"Le Musée Nissim de Camondo est entré dans ma vie il y a longtemps. Dans les années 1920, ma grand-mère rendit visite à ses cousins, à dix numéros seulement de l’hôtel. Je l’ai beaucoup fréquenté lorsque j’ai entrepris l’histoire d’une collection dont j’avais hérité, acquise dans les années 1870. L’invitation à réaliser une exposition ici même, dans cette demeure familiale, représentait un honneur qui s’ombrait d’anxiété. Ce n’est pas simple. On ne devrait jamais abruptement apporter du neuf dans un lieu si imprégné d’histoire.

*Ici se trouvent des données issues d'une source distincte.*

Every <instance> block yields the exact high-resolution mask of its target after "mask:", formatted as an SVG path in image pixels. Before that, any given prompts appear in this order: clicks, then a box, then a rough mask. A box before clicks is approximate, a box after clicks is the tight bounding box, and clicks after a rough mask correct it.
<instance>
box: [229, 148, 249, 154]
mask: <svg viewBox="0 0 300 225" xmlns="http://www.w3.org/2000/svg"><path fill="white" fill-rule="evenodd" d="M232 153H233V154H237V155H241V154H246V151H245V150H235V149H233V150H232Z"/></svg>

Un frisson d’intrusion. Où sont les limites à ne pas franchir ? Ce n’est pas une maison vide.
[...] Je l’écoute. J’écoute la demeure. Elle bruit de la rumeur des cuisines, de l’office du maître d’hôtel, de la bibliothèque. Puis je me rends dans mon atelier où je commence quelques réalisations en travaillant la porcelaine, l’or, la pierre. Je pense à l’endroit où je pourrais les disposer pour qu’elles amplifient sans heurt certains des échos de l’hôtel, recueillent certains des silences. Je pense qu’il est possible d’être là, brièvement. Je pense qu’il est possible de ne pas déplacer les choses, mais d’ajouter. Car c’est une demeure d’archives, de choses appréciées puis remisées.
[...] Je glisse quelques notes dans la bibliothèque et quelques bols dans le cabinet des porcelaines pour tenir compagnie aux beaux oiseaux de Buffon. D’autres coupes encore dans l’office du maître d’hôtel où l’on réglait avec vigilance la circulation des objets.
[...] Je réalise des petits groupes avec la porcelaine, le chêne et l’or comme matériaux. Je mélange ces fragments. Je les dispose sur les secrétaires où Moïse écrivait à ses amis et aux marchands d’art, sur les bureaux où le chef et le maître d’hôtel écrivaient leurs listes, leurs commandes aux fournisseurs.
[...] Je veux ajouter une nouvelle couche aux archives. J’ai décidé que Moïse avait besoin d’un nouveau secrétaire. Il en possédait quantité. La plupart des pièces abritent un endroit pour s’asseoir et écrire. Mon bureau revêt la forme d’une lettre, de mots écrits en porcelaine appliqués sur la feuille d’or. J’inscris :
« I find this difficult. »
[...] On ne saurait réparer cette demeure ou cette famille. Mais l’on peut indiquer quelques brisures.
Les indiquer proprement, dignement, avec affection. Puis s’en aller à nouveau et laisser la demeure être."